Rebuilding teams often start with young players getting their shot to play regardless of production.  The Astros and Cubs, for example, are knee-deep into a rebuild stage.  The once-proud Astros no longer bring Killer B's but "who's that?'s" instead.  Theo Epstein is considered the right man for the job in Chicago to bring the Cubs back to prominence and he masterfully sold early-and-often with a tough market this year.  Dayton Moore's Royals are finally showing signs of life after a deep coma.

Those three teams have two players who both qualify for the batting title and are 25 or younger.  That may not sound like a lot, but only 21 players currently fit the bill.  However, one team has four position players who qualify.  Bet you can guess where I'm going with this.

In Andrelton Simmons, Jason Heyward, Freddie Freeman, and Justin Upton, the Braves have four players who are 25 or under and qualify for the batting title.  The quartet are a combined 10.2 fWAR and only Freeman has had a particularly good season.  Atlanta adds two pitchers (Mike Minor and Julio Teheran) to the group and the duo is responsible for 4.7 WAR.

In fact, let's go the extra step.  Braves pitchers under 26 are responsible for 8.7 WAR of a total 13.1 WAR (66%).  Alex Wood, Craig Kimbrel, and Jordan Walden are the notable additions to Minor and Teheran here.  And remember, that's a pitching staff that is second in NL ERA, second fewest walks, and fifth most strikeouts.  Only the White Sox, with the help of Chris Sale, rank higher in WAR from the 25-and-under crowd.

Offensively, it's not nearly as stark.  Of the 20.3 WAR from offense and defense, 10.6, or 52%, come from players under 26.  Granted, almost all of that comes from the quartet previously mentioned.  Just the same, the total ranks first among all teams in WAR from the 25-and-younger position players.  It's not even that close.  The Angels are second with 8.7 WAR and most of that comes from a certain outfielder.

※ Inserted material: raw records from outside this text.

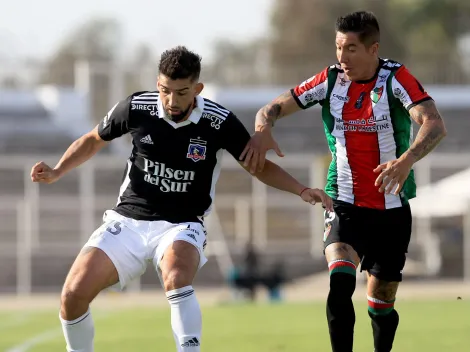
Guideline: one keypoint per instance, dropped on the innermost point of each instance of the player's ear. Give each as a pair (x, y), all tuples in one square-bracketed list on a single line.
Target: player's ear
[(374, 48), (199, 87)]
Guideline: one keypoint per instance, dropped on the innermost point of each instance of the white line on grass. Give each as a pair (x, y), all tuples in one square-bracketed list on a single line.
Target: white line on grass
[(43, 337), (36, 340)]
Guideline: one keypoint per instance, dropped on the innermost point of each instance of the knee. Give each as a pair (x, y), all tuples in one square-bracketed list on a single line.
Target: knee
[(176, 277), (342, 278), (74, 302)]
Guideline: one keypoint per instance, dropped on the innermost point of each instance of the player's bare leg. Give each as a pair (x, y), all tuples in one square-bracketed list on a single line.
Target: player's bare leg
[(179, 267), (91, 272), (342, 263), (381, 299)]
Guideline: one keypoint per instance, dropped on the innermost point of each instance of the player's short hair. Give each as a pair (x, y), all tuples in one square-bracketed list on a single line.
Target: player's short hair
[(180, 63), (364, 23)]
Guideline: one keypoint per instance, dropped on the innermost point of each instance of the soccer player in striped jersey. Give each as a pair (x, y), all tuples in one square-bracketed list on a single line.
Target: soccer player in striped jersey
[(168, 188), (368, 104)]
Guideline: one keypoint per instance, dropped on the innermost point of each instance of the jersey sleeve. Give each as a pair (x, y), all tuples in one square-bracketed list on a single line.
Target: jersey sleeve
[(311, 91), (116, 122), (235, 136), (407, 89)]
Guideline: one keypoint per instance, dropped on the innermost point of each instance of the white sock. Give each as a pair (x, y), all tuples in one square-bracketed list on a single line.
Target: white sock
[(186, 319), (79, 333)]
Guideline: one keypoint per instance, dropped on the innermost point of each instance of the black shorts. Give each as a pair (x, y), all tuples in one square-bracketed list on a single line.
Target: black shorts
[(380, 237)]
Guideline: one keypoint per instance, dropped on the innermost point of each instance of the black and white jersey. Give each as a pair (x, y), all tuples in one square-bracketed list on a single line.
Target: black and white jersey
[(173, 168)]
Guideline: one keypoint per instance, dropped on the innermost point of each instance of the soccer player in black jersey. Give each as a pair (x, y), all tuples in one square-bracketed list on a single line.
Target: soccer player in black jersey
[(168, 188)]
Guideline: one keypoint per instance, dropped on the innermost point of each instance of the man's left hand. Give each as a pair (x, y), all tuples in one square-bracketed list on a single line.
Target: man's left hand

Before the season, we heard all about how the Braves were going to strike out a lot and very little about how young this club is.  Half of their starting eight is under 26.  Only one player (Dan Uggla) is over 30.  Nobody was more happy about the acquisition of Scott Downs than Luis Ayala.  It gave the bullpen someone else who was born in the 70's.  Gerald Laird and Reed Johnson often spend games talking about when exactly disco died.

This team was built for the now, but it was especially built for tomorrow and the next day and the year to follow.  Teams that get old become yesterday's news.  Remember how the Phillies were a great team?  Yeah, they got old.  The Dodgers will soon follow if they don't make some drastic moves.  Want to know what happened to the Giants?  And no team stocks up old guys like the Yankees.  Is it surprising that have dealt with so many injuries?  And they will probably the give the soon-to-be 31 year-old Robinson Cano a mega extension.  Their youngest offensive player who wasn't playing because of injuries is Brett Gardner.  He turns 30 in two weeks.  They're not much younger on the mound, but Andy Pettitte and Mariano Rivera are Julio Franco's age so that has to skew things.

Now, it should be noted that a lot of teams are getting younger.  Non-contenders are moving on to younger guys, seeing what they have right now to help with offseason decision-making.  Injuries are opening up opportunities for younger guys all the time.  But it's by design that Atlanta has been so young.  In baseball, getting young may not always be better, but it is much preferred provided it's not just youth but also productivity.  It's clear that the Braves definitely have both.  

Atlanta has been damn good this season.

Can you imagine how good this team will be when half of their lineup starts to enter its prime?